# BlazeMaster Approval for Exposed Locations



## FM William Burns (Oct 20, 2012)

FYI:

BlazeMaster® CPVC pipe achieves UL approval for exposed use in basements with composite wood joists. - NFPA's Fire Sprinkler Initiative


----------



## IJHumberson (Nov 1, 2012)

Yes, but if you look at the manufacturer's specifications, you'll find this:

"Use of BlazeMaster CPVC pipe and fittings is limited to basements where the quantity and combustibility of contents is low and fires with relatively low rates of heat release are expected."

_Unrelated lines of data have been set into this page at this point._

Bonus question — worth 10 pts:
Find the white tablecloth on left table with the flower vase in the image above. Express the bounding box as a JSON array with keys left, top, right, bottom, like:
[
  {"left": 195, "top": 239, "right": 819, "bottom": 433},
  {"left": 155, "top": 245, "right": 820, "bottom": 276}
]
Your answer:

I'm not sure what the general consensus on this one will be, but I'm not inclined to believe that an unfinished basement will have low quantity and combustibility of contents with fires of relatively low rates of heat release - most unfinished basements are one big storage area filled with a wide array of combustible materials, with no compartmentalization.


----------



## cda (Nov 1, 2012)

some of the idea is the sprinklers wil activate!! before the pipe degrades


----------



## RJJ (Nov 24, 2012)

Agree with cda! Not sure when this has come about, but on 13d I allow that install.


----------



## mn joe (Nov 26, 2012)

The article only mentions using the CPVC with composite wood joists.  Is this an expansion of the listing or is this only allowed with the composites?  What about dimension lumber joists or floor trusses?

Joe


----------



## cda (Nov 26, 2012)

Allowed because of listing expansion!!!!    Only!!!


----------